Harsek shrugged his massive shoulders. "It is an interesting theory. Personally, I have the old-fashioned notion that secrets should remain secret, particularly from the local authorities, but as you have pointed out, this is not my mission. For your sake, I hope you are right."

There was silence in the plane for a while, as far as conversation went. The motors out on the wings were far from silent, however, and there were a number of small, constant, unidentifiable-at least by me-vibration noises. Presently I felt Carol grope for my right hand and grip it tightly. I glanced at her. Her white sweater and pale face were dim blurs in the darkness of the cabin.

"They're going to kill us, aren't they, Matt?" she breathed. "And Ramуn can't help us now."

"They probably intend to.
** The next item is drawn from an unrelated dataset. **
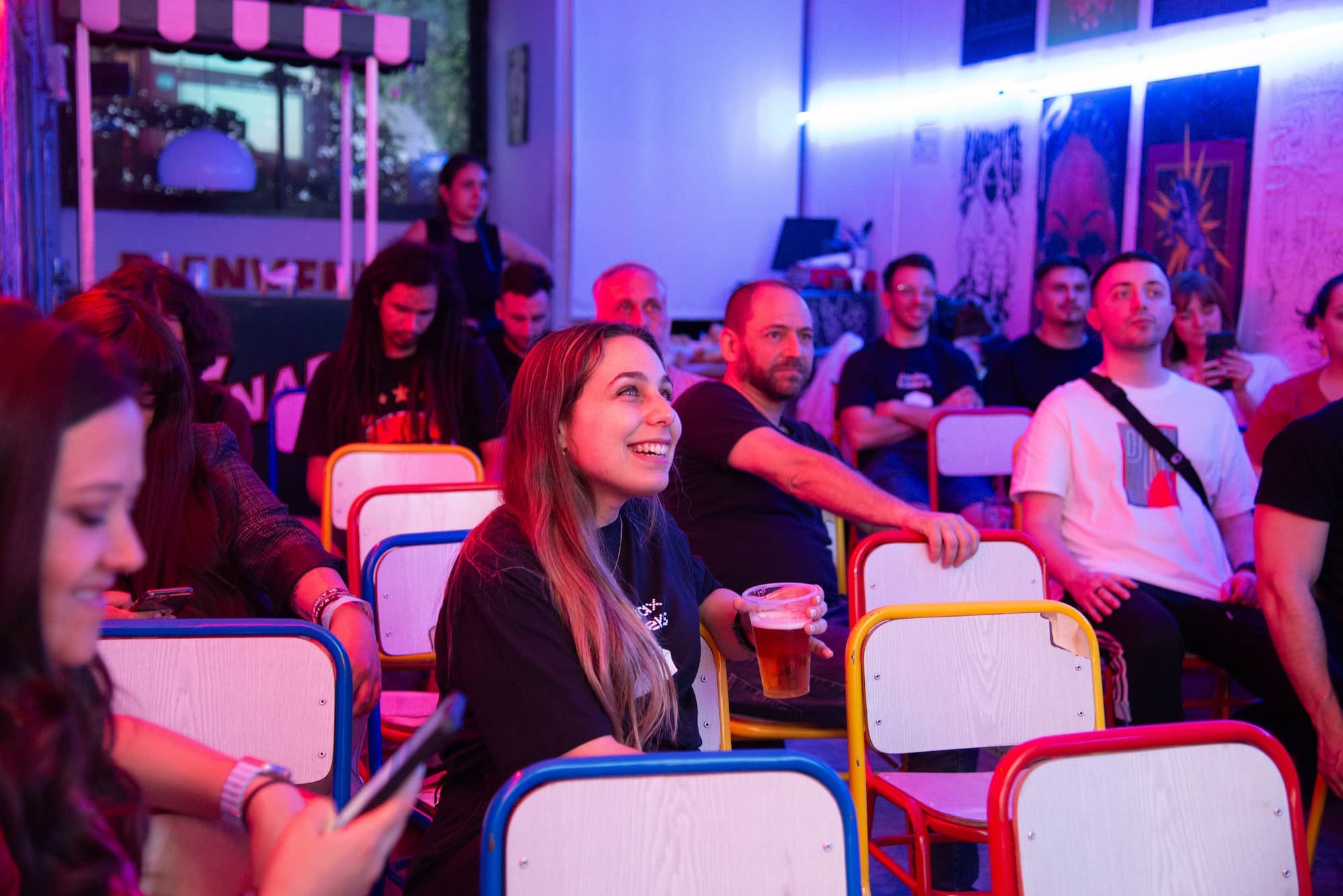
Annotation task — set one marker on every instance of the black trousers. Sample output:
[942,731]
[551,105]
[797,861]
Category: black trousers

But let's not confuse intention with execution, doll. Can you fly one of these things?"

"What?"

"Can you handle a plane?"

She shook her head quickly. "Heavens, no! The few other times I've been up in little private jobs like this, I was scared half to death." She laughed wryly. "And people weren't even thinking about murdering me, those other times."
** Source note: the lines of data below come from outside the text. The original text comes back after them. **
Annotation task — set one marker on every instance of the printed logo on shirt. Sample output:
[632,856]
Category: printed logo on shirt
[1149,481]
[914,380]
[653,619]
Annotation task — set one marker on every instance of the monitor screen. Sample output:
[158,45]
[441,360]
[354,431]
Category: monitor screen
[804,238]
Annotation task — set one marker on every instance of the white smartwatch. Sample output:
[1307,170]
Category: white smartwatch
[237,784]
Priscilla, in front of us, shifted position irritably. "Be quiet. We have a long way to go, too long for listening to a lot of chatter."
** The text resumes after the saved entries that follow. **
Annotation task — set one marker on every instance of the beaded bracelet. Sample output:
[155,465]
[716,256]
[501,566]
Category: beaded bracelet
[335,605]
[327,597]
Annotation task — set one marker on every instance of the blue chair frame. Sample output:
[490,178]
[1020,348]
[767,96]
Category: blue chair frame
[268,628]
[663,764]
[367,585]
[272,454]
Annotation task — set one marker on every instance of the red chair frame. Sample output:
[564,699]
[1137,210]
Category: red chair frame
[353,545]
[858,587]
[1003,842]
The plane flew steadily on through the night in a southerly direction, judging by the compass I could see past Harsek's head. Priscilla kept the muzzle of the.38 aimed at me over the back of her seat. It could not have been a comfortable position, but her attention did not waver as the hours passed. At last Harsek glanced at his watch, studied a map or chart briefly, and looked down through the darkness that was no longer quite as dark as it had been.

"The life preservers are in the rear," he said. "Get them out and put them on. We are about twenty minutes from our ditching point. Remember, do not inflate the preservers in the cabin or you will have difficulty getting through the door."

Carol found my hand again. I felt her fingers tighten fearfully. "You mean -. – you mean we're going to crash?"